Algérie- Moines de Tibhirine, les services de renseignement algériens accusés


Une tragédie sans nom, une enquête qui piétine, et des proches qui n’ont pu faire leur deuil. C’est en ces mots que se résument l’enlèvement et l’assassinat des moines de Tibhirine en 1996 dans l’Atlas algérien, à 80 kilomètres d’Alger.

Qui a été à l’origine de ce drame qui a défrayé tristement la chronique et continue de le faire notamment après la sortie du film de Xavier Beauvois en 2010 « Des hommes et des dieux » ? Quinze ans après, la tragédie avec ses détails macabres est revenue sur le devant de la scène pour alimenter de nouvelles hypothèses relayées par la presse française et algérienne. Nouveaux témoignages dans un documentaire diffusé par Canal+ et un livre qui sort demain en librairie.

Qui est l’auteur de ce crime atroce ?

De nombreuses thèses se contredisent sur l’enlèvement puis l’assassinat des moines dont seulement les têtes ont été retrouvées. Mais aujourd’hui des Algériens, témoins décisifs pour la plupart anonymes, reviennent sur les faits et pointent unanimement le doigt sur le DRS, le redoutable département du renseignement et de la sécurité algérien. Ils racontent leur version au journaliste Jean-Baptiste Rivoire dans son documentaire diffusée lundi 19 septembre sur la chaîne Canal+, accompagné d’un livre dont la sortie en librairie est prévue demain 22 septembre aux éditions La Découverte.

Un des témoins, le seul à parler à visage découvert Karim Moulaï, est résidant aujourd’hui à Glasgow, en Ecosse. Il est présenté comme un ancien agent du département du renseignement et de la sécurité algérienne, sa version pointe la responsabilité directe du département de renseignement dans le drame. Selon lui, les moines auraient été enlevés par de « faux » islamistes agissant pour le compte du DRS, et l’exécution aurait été perpétrée par des agents des services de renseignements algériens.

La thèse de l’implication directe du DRS est soutenue par une autre révélation aussi décisive ; celui d’un dénommé Rachid. Sous ce pseudonyme et à visage couvert, se cacherait un ancien membre du commando du GIA chargé d’enlever les moines. Il reprend en détail les étapes de l’enlèvement, la séquestration et les événements sinistres qui ont eu lieu la nuit du 25 au 26 mars 1996.  Ses propos : « On leur disait marchez, marchez, le Frère Luc demandait tout le temps de pisser, mais on n’avait pas le temps, il fallait sortir le plus vite possible de la zone de Benhadjar, un vrai dirigeant du Front islamique du salut ».

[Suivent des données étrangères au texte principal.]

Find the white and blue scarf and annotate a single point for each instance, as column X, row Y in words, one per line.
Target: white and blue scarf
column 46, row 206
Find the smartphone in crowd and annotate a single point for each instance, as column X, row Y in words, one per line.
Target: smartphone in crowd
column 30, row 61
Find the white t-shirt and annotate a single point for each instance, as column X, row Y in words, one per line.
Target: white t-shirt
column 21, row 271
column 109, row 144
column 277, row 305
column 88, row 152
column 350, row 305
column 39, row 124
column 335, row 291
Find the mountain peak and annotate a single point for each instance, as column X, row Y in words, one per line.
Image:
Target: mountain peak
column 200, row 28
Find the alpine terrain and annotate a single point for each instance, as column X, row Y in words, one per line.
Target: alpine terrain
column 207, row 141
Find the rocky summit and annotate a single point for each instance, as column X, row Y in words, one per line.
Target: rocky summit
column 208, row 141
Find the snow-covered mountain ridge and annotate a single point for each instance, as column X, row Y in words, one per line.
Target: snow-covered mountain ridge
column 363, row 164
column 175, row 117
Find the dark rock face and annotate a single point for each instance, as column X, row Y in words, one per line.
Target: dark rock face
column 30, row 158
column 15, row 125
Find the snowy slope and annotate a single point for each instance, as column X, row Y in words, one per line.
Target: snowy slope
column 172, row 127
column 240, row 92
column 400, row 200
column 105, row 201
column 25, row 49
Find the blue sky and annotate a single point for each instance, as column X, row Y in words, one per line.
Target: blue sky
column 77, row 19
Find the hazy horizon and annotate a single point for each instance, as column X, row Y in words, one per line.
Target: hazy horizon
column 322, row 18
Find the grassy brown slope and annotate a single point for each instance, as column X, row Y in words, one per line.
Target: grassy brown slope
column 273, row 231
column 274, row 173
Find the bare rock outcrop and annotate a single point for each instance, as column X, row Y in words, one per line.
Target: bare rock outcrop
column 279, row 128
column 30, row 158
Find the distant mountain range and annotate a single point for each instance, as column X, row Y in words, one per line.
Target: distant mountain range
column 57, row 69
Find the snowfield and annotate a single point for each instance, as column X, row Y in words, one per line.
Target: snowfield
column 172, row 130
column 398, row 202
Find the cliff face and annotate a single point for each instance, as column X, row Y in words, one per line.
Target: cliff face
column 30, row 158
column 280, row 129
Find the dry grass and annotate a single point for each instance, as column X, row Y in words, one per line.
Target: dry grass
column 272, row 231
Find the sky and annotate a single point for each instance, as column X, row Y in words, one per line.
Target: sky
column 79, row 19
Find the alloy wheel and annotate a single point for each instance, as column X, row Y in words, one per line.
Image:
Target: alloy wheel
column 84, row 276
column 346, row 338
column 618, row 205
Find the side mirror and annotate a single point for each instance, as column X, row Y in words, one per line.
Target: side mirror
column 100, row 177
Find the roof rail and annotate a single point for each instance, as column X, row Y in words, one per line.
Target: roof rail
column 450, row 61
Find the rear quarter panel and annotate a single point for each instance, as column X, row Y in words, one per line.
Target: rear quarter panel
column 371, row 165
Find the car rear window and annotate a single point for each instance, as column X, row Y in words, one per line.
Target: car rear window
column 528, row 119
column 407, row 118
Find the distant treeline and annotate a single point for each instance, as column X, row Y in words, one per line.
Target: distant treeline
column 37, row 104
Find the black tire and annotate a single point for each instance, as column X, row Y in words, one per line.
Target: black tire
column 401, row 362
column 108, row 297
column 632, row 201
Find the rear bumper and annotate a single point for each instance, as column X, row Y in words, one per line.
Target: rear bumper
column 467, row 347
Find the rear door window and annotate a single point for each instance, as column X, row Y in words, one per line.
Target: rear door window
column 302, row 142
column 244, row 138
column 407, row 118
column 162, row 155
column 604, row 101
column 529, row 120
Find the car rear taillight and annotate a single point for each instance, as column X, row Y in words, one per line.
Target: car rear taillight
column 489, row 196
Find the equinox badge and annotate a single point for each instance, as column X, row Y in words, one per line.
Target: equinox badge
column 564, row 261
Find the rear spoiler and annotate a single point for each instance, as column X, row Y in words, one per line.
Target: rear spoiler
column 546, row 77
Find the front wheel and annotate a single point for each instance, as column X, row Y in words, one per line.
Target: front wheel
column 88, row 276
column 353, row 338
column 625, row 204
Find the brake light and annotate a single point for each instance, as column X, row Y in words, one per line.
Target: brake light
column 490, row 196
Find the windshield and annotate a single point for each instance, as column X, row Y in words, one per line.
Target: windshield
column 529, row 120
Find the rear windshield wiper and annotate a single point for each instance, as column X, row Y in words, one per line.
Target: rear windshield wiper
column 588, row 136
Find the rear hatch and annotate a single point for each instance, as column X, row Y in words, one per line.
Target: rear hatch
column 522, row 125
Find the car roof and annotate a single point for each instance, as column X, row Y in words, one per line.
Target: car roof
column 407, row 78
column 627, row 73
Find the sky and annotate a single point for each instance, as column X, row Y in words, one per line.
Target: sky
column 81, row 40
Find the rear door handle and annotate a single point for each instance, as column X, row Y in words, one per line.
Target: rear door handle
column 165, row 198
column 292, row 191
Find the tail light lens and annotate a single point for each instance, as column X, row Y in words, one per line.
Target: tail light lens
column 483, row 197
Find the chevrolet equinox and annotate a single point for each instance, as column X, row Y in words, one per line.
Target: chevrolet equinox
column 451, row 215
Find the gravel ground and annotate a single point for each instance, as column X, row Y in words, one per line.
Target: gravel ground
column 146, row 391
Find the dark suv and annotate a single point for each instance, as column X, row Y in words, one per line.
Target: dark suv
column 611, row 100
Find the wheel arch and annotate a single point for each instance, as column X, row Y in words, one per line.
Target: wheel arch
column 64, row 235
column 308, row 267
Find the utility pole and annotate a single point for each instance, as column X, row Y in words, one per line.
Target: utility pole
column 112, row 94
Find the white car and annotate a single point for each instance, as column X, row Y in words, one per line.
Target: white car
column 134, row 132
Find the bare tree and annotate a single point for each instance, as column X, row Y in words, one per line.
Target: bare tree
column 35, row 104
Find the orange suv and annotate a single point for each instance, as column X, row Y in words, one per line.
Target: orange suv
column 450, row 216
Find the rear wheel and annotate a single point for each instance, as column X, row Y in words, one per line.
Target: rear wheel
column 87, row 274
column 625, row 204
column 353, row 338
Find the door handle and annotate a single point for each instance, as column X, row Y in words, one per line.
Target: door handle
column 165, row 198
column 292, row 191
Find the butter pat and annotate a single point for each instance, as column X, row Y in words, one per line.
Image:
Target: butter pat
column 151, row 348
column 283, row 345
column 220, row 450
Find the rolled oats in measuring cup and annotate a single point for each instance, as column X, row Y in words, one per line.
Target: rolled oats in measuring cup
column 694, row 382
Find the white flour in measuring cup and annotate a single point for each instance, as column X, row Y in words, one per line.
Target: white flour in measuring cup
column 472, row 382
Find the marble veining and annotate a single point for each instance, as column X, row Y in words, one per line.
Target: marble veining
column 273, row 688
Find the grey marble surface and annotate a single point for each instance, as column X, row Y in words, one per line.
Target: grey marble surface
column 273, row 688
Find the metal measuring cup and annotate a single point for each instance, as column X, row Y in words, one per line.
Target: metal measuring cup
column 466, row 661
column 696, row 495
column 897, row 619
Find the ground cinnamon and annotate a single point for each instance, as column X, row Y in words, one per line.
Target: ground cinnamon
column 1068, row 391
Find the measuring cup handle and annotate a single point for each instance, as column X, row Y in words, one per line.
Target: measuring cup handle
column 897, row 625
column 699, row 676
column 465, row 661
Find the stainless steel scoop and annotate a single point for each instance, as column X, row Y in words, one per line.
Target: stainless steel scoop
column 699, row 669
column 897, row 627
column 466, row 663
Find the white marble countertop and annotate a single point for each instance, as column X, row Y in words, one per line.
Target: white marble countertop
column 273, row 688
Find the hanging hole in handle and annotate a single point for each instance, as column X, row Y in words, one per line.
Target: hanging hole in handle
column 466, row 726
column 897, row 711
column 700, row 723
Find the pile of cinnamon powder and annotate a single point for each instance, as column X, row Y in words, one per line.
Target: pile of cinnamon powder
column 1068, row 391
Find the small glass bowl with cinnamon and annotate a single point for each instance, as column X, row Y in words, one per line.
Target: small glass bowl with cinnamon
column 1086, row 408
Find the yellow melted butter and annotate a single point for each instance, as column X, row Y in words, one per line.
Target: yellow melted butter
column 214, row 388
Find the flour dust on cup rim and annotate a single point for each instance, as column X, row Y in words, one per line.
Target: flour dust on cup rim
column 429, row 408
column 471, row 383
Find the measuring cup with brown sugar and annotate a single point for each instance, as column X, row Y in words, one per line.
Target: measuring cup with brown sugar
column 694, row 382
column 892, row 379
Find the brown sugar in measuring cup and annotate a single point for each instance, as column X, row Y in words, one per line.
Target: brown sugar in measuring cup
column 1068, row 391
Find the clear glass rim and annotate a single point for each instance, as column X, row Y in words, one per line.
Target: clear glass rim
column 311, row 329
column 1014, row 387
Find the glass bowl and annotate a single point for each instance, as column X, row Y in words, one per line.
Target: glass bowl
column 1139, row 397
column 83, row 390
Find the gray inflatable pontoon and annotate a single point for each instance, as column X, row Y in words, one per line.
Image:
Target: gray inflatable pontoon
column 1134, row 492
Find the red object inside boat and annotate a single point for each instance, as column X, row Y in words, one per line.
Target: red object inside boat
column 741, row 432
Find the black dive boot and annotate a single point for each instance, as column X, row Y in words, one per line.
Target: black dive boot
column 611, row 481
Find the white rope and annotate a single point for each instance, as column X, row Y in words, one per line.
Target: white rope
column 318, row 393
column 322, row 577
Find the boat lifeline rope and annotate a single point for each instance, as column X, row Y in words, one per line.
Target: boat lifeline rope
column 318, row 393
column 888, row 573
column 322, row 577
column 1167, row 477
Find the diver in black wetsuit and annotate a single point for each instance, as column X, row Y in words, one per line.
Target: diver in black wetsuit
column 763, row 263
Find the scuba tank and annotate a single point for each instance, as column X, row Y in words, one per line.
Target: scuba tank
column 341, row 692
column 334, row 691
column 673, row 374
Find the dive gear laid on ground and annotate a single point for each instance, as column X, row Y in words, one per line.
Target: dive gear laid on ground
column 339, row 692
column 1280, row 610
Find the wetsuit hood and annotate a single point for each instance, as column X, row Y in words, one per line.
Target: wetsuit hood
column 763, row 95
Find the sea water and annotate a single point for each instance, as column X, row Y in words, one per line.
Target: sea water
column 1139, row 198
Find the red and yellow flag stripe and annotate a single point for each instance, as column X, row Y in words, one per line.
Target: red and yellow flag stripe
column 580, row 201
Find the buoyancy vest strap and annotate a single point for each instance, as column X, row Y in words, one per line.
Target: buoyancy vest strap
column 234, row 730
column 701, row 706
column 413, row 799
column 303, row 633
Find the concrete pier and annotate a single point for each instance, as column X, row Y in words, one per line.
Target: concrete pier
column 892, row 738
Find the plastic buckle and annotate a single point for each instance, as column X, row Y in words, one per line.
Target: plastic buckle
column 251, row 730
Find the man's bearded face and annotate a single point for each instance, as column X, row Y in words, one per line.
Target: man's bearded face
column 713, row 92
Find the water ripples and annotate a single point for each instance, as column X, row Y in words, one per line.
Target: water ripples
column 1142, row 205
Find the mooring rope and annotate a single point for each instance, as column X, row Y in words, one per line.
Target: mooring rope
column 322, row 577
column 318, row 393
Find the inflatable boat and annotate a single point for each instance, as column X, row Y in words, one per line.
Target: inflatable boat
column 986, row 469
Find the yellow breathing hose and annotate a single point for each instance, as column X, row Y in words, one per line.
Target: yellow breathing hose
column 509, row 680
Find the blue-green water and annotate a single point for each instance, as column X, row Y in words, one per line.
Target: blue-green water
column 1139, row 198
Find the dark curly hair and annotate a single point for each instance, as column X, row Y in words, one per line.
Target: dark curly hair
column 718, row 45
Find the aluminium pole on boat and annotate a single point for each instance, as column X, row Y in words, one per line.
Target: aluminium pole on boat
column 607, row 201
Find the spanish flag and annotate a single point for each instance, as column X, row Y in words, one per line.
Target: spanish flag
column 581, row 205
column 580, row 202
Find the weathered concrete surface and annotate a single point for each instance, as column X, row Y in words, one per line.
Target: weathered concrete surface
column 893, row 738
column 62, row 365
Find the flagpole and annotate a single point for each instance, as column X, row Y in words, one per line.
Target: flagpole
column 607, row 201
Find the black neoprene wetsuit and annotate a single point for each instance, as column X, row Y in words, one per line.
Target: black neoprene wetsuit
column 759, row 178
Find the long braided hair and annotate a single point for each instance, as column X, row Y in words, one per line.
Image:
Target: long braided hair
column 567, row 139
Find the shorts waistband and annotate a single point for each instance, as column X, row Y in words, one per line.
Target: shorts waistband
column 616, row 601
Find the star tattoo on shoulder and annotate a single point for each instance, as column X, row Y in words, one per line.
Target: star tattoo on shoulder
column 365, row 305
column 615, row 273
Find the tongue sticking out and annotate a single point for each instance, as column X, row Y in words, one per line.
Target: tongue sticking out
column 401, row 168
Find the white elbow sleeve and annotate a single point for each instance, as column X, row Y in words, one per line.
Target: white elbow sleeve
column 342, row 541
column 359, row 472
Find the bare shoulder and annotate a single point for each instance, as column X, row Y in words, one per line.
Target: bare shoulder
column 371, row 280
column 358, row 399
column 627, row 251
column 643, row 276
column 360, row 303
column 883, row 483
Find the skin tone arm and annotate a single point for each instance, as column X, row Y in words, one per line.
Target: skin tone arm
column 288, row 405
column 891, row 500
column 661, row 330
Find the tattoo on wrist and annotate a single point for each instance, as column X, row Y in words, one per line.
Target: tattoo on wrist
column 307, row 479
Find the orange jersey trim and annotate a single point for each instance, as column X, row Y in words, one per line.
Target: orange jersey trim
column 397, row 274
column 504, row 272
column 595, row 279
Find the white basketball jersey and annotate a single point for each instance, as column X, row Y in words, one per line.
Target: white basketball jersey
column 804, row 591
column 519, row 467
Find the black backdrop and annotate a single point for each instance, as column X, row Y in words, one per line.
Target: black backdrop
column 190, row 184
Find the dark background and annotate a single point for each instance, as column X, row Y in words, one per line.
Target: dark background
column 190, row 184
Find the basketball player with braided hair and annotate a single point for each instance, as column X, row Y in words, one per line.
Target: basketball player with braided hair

Quelles seraient les motivations du DRS ?

Les hypothèses sont multiples : un faux « enlèvement islamiste » pour contraindre les moines appréciés des « vrais » islamistes qu’ils soignaient à partir, ou encore un moyen pour faire pression sur la France. Mais deux moines ont été oubliés dans le monastère qui ont confirmé ne pas reconnaître la façon de faire des islamistes qu’ils connaissaient bien. La manipulation aurait mal tourné. La présence de témoins gênants aurait contraint finalement à l’élimination des moines.

C’est le juge antiterroriste Marc Trévidic qui a été chargé de l’instruction judiciaire, ouverte à Paris en 2004, mais l’enquête à ce jour n’a pas permis de lever le voile sur le déroulé de la tragédie et encore moins de reconstituer les morceaux du puzzle pour désigner le ou les coupables.

« Ce n’est pas une vérité judiciaire »

C’est l’avis de Me Patrick Baudouin qui déclare qu’« en dépit de la qualité du travail d’investigation, ces témoignages ne constituent pas une vérité judiciaire ». L’avocat de la famille de frère Christophe Lebreton et du P. Armand Veilleux ajoute encore qu’«il faudra vérifier ces informations, auditionner les témoins. Toutefois, trop d’éléments convergent aujourd’hui qui permettent d’affirmer que la thèse algérienne officielle de la prise d’otages par des islamistes armés ne tient pas ».

La commission du secret-défense devra se tenir d’ici à la fin de ce mois, apprend-on, pour décider sur les requêtes de déclassification de certaines pièces indispensables pour lever le mystère et mener l’enquête à son terme. Quant à la partie algérienne, elle n’est pas sortie de son mutisme, le même observé depuis quinze ans.

Les familles, elles, attendent patiemment que toute la lumière soit faite.